Support band number one was Spotlights, a metal trio from Brooklyn that sounds like a dozen bands you’ve heard of while at the same time sound completely unique. When hearing them, one is bound to be reminded of a very wide ranging variety of bands, especially on their latest album Alchemy For The Dead. Deftones, 16volt, Katatonia, Torche - they seem to draw from these and more to create a sound wholly their own. Translating live, the band is an atom bomb going off - their short set was the first few songs off of Alchemy, but amplified tremendously, the opening notes of Beyond the Broken Sky sounding significantly larger, the vocals sounding even more mysterious and brooding, and the musical, groovy drumming of Chris Enriquez even more captivating.

Indie-ish darlings Chat Pile were up next. Chat Pile have, for those heavy music listeners living under a rock, taken the metal world by storm these past few years, blowing up seemingly out of nowhere with their release God’s Country in 2022, skyrocketing them directly into everyone’s attention. Their sincere mix of noise-come-sludge and drunken, rambling, heartfelt vocals seemed to connect a common vein of outrage and frustration at the perfect time. Live - this doesn’t work quite as well, as while the heavy songs like "Why" and "Tropical Beaches, Inc". are tailor-made to crush a live audience, the vocalist’s incoherent mumble-talk-scream and general disinterested demeanor has a place in performance art, but as a frontman he does as much harm as he does good, stripping away some of the energy of the solid musicianship and creating a conflict between band and vocalist.

Baroness came to the stage last, arms raised to the skies as the opening notes of "Embers" played over the house speakers, and then Stone’s first real track "Last Word" kicked in and we were off!

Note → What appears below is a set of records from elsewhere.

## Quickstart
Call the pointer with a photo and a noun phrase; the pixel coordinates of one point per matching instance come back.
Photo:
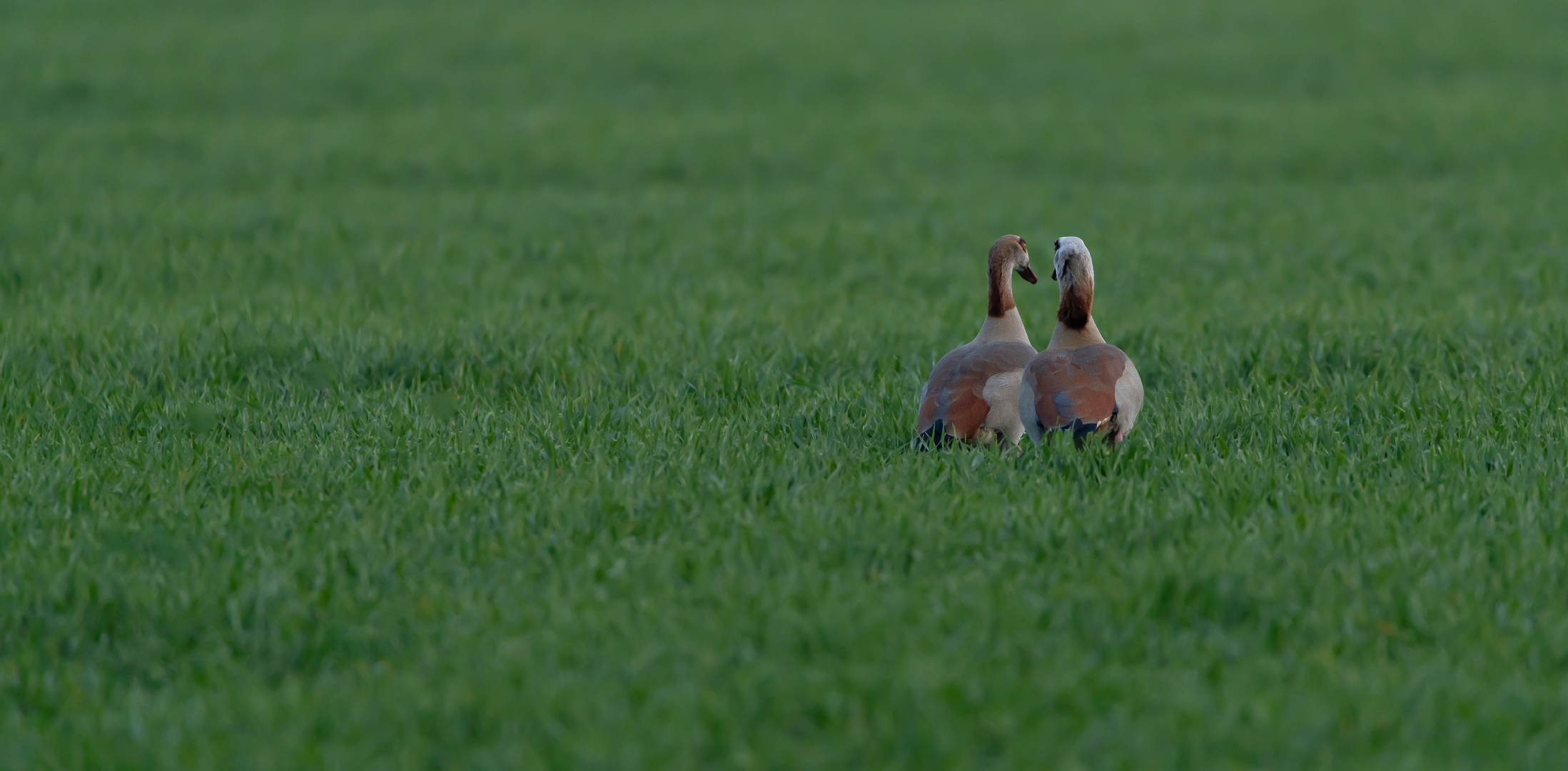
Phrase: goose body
(973, 390)
(1079, 383)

Baizley’s vein-popping, full-energy style of delivering vocals is incomparably charming, a distinguishing feature of their performances. He has spoken often in the past about how much Baroness’ music is trying to strike at a connective tissue through music, and watching him give everything he’s got in everything song - it’s impossible not to be taken in. You combine this with impeccable supporting fare in Gina Gleason, who is fighting a battle to the death with standing still, and Nick Jost’s effortless groovy bass contributions, and how could you not fall in love? Baroness followed with a track off of 2007’s Blue - "A Horse Called Golgotha" - and then marched right into "A March to the Sea" from 2012’s Yellow/Green. They then sailed into tracks from all over, covering pretty much their entire discography, before returning to Blue and Yellow/Green for their encore with a rendition of "The Sweetest Curse" and "Takes My Bones Away". A stellar performance that took the crowds to sweet oblivion and back.